Cette bagarre et la violente altercation entre mon père et le voisin ont eu raison de la raison de notre Jimmy. Chaque fois qu’il voyait désormais l’Ami-6 blanche du fanfaron antipathique, il bondissait comme une furie et se lançait à sa poursuite. Mais ce qui est resté étrange, inexplicable, c’est que d’aussi loin qu’il entendait la musique si particulière du moteur «flat-twin» d’une Citroën, n’importe laquelle, il devenait fou, il sautait sur la route pour attaquer sans relâche sa chimère de tôle emboutie. Et c’est la perception acoustique qui l’emportait : Ami-6 et 2 CV, même bruit, alors, même combat ! Ainsi, pour quelques rares Ami-6 coupables, forcément coupables qu’il rencontrait, combien d'innocentes 2 CV terrorisées sur la route des vacances et de sa vengeance ! Il les immobilisait, tournait autour en hurlant à la mort, grimpait sur le toit, tout de rage écumant, jusqu’à ce qu’on vienne délivrer l’infortuné touriste de notre fauve flat-twinophobe.

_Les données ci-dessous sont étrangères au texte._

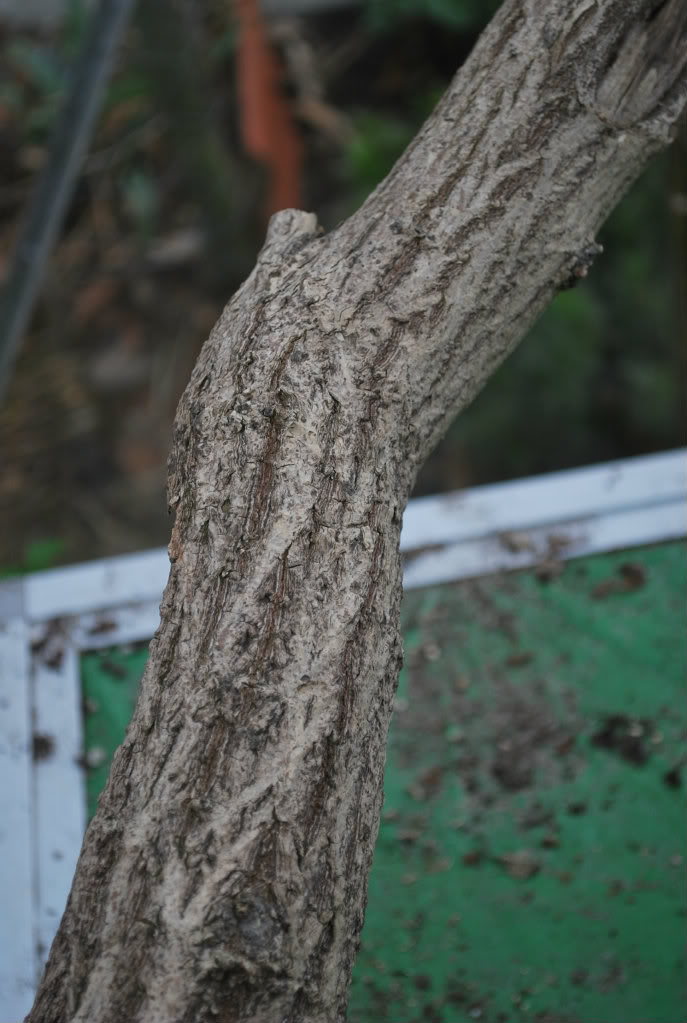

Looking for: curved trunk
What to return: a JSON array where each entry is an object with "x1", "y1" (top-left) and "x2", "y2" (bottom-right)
[{"x1": 28, "y1": 1, "x2": 686, "y2": 1021}]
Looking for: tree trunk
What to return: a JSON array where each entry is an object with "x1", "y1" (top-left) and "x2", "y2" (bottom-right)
[{"x1": 27, "y1": 2, "x2": 687, "y2": 1021}]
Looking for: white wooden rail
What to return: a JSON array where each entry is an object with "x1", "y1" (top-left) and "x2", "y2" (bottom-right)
[{"x1": 0, "y1": 448, "x2": 684, "y2": 1021}]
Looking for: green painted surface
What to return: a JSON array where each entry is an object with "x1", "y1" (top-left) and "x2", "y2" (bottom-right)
[
  {"x1": 81, "y1": 542, "x2": 687, "y2": 1022},
  {"x1": 81, "y1": 643, "x2": 148, "y2": 820}
]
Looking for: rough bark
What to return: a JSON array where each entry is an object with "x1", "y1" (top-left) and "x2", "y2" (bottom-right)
[{"x1": 28, "y1": 2, "x2": 687, "y2": 1021}]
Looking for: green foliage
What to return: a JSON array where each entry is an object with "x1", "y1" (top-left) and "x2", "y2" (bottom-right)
[
  {"x1": 346, "y1": 111, "x2": 416, "y2": 205},
  {"x1": 7, "y1": 39, "x2": 66, "y2": 97},
  {"x1": 445, "y1": 287, "x2": 607, "y2": 481},
  {"x1": 103, "y1": 69, "x2": 156, "y2": 111},
  {"x1": 119, "y1": 166, "x2": 160, "y2": 236},
  {"x1": 3, "y1": 3, "x2": 150, "y2": 142},
  {"x1": 3, "y1": 0, "x2": 92, "y2": 138},
  {"x1": 0, "y1": 78, "x2": 24, "y2": 118},
  {"x1": 24, "y1": 537, "x2": 66, "y2": 572},
  {"x1": 5, "y1": 39, "x2": 67, "y2": 137},
  {"x1": 345, "y1": 91, "x2": 442, "y2": 208},
  {"x1": 209, "y1": 25, "x2": 238, "y2": 65},
  {"x1": 0, "y1": 537, "x2": 66, "y2": 579},
  {"x1": 61, "y1": 0, "x2": 91, "y2": 62},
  {"x1": 364, "y1": 0, "x2": 500, "y2": 32}
]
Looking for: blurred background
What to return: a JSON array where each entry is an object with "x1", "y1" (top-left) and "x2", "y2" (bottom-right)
[{"x1": 0, "y1": 0, "x2": 684, "y2": 575}]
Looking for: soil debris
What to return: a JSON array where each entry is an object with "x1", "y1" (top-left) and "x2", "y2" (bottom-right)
[
  {"x1": 591, "y1": 714, "x2": 654, "y2": 766},
  {"x1": 592, "y1": 561, "x2": 648, "y2": 598},
  {"x1": 500, "y1": 849, "x2": 540, "y2": 880},
  {"x1": 32, "y1": 732, "x2": 55, "y2": 760}
]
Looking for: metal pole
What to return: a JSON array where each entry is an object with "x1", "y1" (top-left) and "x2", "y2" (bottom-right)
[{"x1": 0, "y1": 0, "x2": 136, "y2": 404}]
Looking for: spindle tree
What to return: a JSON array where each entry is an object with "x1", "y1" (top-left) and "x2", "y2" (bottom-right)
[{"x1": 28, "y1": 2, "x2": 687, "y2": 1021}]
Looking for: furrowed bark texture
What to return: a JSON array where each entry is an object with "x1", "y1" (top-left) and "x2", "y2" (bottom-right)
[{"x1": 28, "y1": 2, "x2": 686, "y2": 1021}]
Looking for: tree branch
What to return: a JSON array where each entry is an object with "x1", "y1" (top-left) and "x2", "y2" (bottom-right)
[{"x1": 27, "y1": 1, "x2": 687, "y2": 1021}]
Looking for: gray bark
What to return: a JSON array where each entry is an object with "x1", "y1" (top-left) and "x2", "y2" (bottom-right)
[{"x1": 27, "y1": 1, "x2": 687, "y2": 1021}]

C’est ainsi que deux ou trois fois, de notre fenêtre, mes frères et moi avons compté par jeu les voitures coincées dans un bouchon sans fin… que notre Jimmy avait occasionné.
Et c’est pour cela que nous avons dû, hélas, nous séparer de notre animal rendu fou par le bourdonnement pourtant joyeux du petit moteur des 2 CV.